How to reduce the prediction time of deep learning models
Published:
When we need speedup the prediction time?
After the model has been trained on GPU servers, we may need to run the model with a very limited resources such as CPU computers or edge devices. It is always complicated because we need running as fast as possible without the loss in performance. Even if we run the model on GPU servers, optimize it is a big things because we can serve more clients and with better experiences (reponse time).
Note: Running prediction on GPU is normally better than CPUs but some new CPUs are quite good compared to old GPUs.
How to optimize by framework (in computer vision domian)
There are different ways to optimize the deep learning models:
PC (usually Intel chipset)
The best option is OpenCV because OpenCV is Intel’s product so it optimizes very well for its chipset. OpenCV dnn module only runs on CPU (it can run on GPU now, from version 4.2). OpenCV has also released OpenVINO (https://github.com/opencv/opencv/wiki/Intel’s-Deep-Learning-Inference-Engine-backend)
Smartphone
OpenCV works fine, OpenVINO does not work on smartphones. OpenCV supports many different formats (tensorflow, caffe, onnx - the good part of onnx is that we can convert many other formats to onnx), however, OpenCV is not the best choice for speed.
- Speeding up Deep Learning Inference Using TensorFlow, ONNX, and TensorRT (https://devblogs.nvidia.com/speeding-up-deep-learning-inference-using-tensorflow-onnx-and-tensorrt/)
- NCNN of Tencen: https://github.com/Tencent/ncnn works on both CPU and GPU. The Chinese use a lot.
- Xiaomi’s MACE: https://github.com/xiaomi/mace is similar to Tencent’s NCNN. They are two best solution from China.
- PytorchMobile of Facebook: https://pytorch.org/mobile/home/. Facebook, after a short period behind Google now has shaped the strategy. It has now PytorchMobile. It covers both CPU and GPU
- TensorflowLITE (LITE, not Tensorflow): by Google, made for the purpose of inference on smartphones (with its own format .tflite).
- There are also a few others. For example, Qualcomm also released a framework to inference deep learning model on her device. Whoever uses this will only run on machines using Qualcomm chips.
Mix of edge devices and servers
- Depending on the situation
Optimize by other techniques
In addition, there are other techniques added to speed up the calculation
- Merge node : For example, when a train model has a conv2D layer, immediately follow by a BatchNorm, after training we can merge these 2 layers to reduce the number of add and mul operations without any loss (s)till bit-exact).

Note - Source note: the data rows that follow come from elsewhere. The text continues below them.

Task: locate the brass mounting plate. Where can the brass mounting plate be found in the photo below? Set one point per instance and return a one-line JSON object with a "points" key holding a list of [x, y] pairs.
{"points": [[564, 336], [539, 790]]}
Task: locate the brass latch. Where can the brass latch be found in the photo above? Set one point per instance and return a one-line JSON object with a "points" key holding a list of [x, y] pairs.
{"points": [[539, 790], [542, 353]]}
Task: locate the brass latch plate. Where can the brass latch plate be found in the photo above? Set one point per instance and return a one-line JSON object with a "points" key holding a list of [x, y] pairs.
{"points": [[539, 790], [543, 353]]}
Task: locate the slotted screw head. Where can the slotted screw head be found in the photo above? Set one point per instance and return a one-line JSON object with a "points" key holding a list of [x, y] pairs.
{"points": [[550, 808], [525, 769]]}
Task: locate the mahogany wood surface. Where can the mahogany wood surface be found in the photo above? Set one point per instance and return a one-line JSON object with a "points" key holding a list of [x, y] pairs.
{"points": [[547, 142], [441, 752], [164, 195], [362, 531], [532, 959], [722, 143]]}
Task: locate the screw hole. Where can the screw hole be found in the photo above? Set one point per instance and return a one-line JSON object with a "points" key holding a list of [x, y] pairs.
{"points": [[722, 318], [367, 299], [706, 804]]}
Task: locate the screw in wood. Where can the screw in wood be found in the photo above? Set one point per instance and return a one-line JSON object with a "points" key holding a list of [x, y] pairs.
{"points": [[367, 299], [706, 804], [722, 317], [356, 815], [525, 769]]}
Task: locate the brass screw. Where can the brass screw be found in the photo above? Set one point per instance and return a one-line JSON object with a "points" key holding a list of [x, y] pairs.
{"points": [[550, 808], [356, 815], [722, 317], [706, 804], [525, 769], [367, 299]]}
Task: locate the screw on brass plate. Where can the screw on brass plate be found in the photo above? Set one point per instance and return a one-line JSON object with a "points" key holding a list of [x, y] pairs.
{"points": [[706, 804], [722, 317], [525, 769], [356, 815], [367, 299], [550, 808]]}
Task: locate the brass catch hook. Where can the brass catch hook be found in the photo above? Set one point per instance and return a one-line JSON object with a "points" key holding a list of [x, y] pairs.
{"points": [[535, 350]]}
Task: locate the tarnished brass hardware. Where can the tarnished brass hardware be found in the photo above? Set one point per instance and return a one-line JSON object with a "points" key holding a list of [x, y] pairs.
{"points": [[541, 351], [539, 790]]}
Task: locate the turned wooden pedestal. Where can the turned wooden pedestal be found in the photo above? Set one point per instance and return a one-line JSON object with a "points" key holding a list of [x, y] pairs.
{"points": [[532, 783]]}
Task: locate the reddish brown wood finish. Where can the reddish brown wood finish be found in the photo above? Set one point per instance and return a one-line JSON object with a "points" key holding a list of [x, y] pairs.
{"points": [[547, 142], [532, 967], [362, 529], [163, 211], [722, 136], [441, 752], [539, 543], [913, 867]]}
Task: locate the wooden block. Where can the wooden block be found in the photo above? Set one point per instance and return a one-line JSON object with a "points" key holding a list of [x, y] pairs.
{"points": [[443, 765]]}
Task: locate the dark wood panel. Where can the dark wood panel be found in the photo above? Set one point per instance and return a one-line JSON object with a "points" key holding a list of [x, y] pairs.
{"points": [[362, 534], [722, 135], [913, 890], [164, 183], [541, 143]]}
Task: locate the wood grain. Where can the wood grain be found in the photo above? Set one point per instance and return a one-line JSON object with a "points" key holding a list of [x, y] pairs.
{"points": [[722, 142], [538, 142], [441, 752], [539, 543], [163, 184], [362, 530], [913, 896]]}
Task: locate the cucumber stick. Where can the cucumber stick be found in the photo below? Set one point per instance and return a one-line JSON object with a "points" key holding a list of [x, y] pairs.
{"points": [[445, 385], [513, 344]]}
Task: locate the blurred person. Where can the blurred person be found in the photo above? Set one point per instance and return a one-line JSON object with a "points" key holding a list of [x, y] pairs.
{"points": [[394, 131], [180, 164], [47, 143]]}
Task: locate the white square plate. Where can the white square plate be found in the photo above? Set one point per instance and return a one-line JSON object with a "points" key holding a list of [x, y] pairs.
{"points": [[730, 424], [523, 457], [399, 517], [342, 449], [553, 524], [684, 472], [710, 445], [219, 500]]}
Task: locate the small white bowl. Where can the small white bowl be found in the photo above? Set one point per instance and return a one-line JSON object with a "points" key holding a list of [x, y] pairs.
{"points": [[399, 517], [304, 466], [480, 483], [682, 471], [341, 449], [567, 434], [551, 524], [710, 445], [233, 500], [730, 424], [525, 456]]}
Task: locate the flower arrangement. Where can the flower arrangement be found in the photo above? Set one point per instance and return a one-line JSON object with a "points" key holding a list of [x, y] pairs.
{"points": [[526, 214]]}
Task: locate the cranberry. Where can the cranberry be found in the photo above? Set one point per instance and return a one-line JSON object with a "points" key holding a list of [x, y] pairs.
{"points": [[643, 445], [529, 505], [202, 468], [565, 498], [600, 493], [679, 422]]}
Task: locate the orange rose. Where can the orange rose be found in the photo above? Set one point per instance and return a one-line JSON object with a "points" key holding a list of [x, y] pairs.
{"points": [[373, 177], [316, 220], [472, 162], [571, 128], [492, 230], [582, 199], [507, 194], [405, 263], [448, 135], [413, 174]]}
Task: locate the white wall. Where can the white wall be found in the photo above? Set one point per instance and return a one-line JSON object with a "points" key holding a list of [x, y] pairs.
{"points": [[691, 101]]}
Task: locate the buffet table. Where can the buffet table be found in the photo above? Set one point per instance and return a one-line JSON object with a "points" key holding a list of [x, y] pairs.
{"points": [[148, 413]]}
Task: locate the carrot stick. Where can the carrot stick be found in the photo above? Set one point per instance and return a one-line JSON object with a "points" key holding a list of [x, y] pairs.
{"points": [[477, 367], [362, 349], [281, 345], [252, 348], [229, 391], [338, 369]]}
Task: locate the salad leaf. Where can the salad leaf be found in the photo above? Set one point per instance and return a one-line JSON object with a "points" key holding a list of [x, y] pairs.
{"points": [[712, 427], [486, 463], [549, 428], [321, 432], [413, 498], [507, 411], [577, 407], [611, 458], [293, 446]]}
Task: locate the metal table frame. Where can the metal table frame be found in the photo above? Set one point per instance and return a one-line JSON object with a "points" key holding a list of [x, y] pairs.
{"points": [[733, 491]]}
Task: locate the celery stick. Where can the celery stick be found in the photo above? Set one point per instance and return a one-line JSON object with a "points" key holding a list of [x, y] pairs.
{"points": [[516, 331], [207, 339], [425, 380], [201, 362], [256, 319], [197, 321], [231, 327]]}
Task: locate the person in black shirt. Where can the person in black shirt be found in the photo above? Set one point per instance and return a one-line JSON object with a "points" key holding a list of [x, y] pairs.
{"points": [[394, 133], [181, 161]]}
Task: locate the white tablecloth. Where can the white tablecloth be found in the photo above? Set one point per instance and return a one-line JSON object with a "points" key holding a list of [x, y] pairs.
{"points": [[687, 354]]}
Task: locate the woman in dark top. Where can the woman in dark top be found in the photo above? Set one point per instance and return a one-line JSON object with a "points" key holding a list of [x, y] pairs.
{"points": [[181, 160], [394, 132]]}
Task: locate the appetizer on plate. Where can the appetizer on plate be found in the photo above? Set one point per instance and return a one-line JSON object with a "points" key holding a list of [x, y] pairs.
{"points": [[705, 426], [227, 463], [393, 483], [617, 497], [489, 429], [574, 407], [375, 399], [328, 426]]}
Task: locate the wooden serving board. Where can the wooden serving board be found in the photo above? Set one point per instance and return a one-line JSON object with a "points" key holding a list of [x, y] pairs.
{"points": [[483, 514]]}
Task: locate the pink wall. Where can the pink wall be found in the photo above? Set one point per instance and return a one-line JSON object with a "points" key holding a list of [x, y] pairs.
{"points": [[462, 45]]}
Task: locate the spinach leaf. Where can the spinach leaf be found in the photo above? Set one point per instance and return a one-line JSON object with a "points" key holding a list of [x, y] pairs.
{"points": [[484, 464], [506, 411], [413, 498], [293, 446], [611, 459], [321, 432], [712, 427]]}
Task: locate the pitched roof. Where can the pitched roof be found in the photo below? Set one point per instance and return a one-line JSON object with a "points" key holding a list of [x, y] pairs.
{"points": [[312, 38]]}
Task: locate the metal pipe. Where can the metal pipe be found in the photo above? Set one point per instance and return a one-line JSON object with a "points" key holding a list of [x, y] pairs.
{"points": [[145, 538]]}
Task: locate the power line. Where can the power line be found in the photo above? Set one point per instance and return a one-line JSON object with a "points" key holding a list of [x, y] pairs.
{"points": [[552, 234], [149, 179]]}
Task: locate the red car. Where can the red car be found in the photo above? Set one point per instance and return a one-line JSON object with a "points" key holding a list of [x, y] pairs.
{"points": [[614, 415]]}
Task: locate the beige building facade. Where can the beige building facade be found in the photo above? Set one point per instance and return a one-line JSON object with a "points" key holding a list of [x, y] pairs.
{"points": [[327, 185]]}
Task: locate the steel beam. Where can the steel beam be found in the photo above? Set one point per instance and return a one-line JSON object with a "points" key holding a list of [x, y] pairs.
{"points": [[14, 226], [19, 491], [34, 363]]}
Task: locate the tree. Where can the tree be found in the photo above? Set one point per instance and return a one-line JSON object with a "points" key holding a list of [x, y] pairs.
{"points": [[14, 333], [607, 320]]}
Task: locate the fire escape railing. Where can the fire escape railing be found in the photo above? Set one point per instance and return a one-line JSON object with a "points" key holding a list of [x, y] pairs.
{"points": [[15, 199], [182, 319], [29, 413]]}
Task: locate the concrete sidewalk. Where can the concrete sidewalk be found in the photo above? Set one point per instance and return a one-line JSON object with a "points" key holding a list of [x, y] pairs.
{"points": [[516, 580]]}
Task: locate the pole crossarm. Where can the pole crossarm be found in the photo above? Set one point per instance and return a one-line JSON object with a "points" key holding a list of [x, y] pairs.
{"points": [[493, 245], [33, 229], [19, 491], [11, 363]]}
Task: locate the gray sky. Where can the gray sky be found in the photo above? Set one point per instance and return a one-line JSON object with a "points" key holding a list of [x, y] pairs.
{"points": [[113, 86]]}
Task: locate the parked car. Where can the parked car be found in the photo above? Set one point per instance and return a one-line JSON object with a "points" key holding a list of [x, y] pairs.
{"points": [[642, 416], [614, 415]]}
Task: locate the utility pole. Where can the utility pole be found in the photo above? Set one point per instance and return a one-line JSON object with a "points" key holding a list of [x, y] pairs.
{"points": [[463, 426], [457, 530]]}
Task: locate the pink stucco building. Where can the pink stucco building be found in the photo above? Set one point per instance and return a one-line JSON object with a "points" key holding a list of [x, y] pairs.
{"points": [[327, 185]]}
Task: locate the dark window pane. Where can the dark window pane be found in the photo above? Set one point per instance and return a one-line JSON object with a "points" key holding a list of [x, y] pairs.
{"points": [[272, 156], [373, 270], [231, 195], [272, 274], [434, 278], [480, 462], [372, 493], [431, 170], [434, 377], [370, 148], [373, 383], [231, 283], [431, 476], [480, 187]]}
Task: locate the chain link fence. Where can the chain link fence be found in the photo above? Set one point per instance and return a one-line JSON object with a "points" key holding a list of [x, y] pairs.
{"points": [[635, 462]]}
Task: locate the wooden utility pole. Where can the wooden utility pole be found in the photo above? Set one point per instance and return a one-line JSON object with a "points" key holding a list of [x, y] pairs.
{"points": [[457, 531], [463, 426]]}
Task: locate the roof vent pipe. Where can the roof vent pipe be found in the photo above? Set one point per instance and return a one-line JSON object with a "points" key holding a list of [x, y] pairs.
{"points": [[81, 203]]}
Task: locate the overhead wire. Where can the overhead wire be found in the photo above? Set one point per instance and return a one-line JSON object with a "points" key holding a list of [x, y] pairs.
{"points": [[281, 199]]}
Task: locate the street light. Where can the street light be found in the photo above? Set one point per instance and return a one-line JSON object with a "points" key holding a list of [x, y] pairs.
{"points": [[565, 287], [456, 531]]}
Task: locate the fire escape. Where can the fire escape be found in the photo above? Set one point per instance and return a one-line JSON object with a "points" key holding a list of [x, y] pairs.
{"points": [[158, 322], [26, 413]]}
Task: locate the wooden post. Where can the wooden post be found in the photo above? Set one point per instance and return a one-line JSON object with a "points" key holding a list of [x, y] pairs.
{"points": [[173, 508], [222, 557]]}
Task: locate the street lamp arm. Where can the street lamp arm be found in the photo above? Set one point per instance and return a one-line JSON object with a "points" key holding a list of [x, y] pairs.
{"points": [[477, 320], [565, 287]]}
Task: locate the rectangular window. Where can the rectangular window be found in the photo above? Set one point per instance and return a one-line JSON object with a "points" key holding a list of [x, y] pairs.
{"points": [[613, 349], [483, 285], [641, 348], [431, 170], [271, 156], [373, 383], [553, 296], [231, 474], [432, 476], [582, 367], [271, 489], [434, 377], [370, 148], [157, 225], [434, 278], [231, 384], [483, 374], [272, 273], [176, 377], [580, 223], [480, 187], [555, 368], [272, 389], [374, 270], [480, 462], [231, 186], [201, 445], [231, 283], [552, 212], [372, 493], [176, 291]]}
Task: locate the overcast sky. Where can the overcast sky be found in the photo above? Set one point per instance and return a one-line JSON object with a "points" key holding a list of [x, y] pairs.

- Pruning : Search for a little valuable node, least affecting the model, prun it.
- Post quantification: After training, convert double precision to single precision or convert float to integer. This solution will not be bit-exact but speed will be faster.
- Quantification: Quantification is done with training (mode quantification). For exemple, we train the parameters which are not float, but integer. Tensorflow supports for this kind of training.
Some useful techniques
Building network structure of course affects the speed of computation. Again, depending on the condition of resources, we have to design a network that fits with the constraints. But in most cases, the following conclusions (which have been well tested by the world) are correct
- ResNet: if there is no short cut in the network -> add it! This does not speed up the calculation, but makes the training much better
- BatchNorm: if not already, add it!
Replace classical conv2D with combination DepthWise + PointWise. This method greatly speeds up calculation and training results are no different from classical conv2D (see MobileNet papers)
- Tensorflow to train, inference by OpenCV and TensorflowLITE. For the same network, only use CPU:
- On PC (Intel i9 2.7GHz): OpenCV takes 2ms / frame, TensorflowLITE takes 8ms / frame
- On Smartphones (using Qualcomm 820): OpenCV takes 20ms / frame, TensorflowLITE takes 10ms / frame This is to know OpenCV is only designed for PCs, and TFLite is for Smartphones!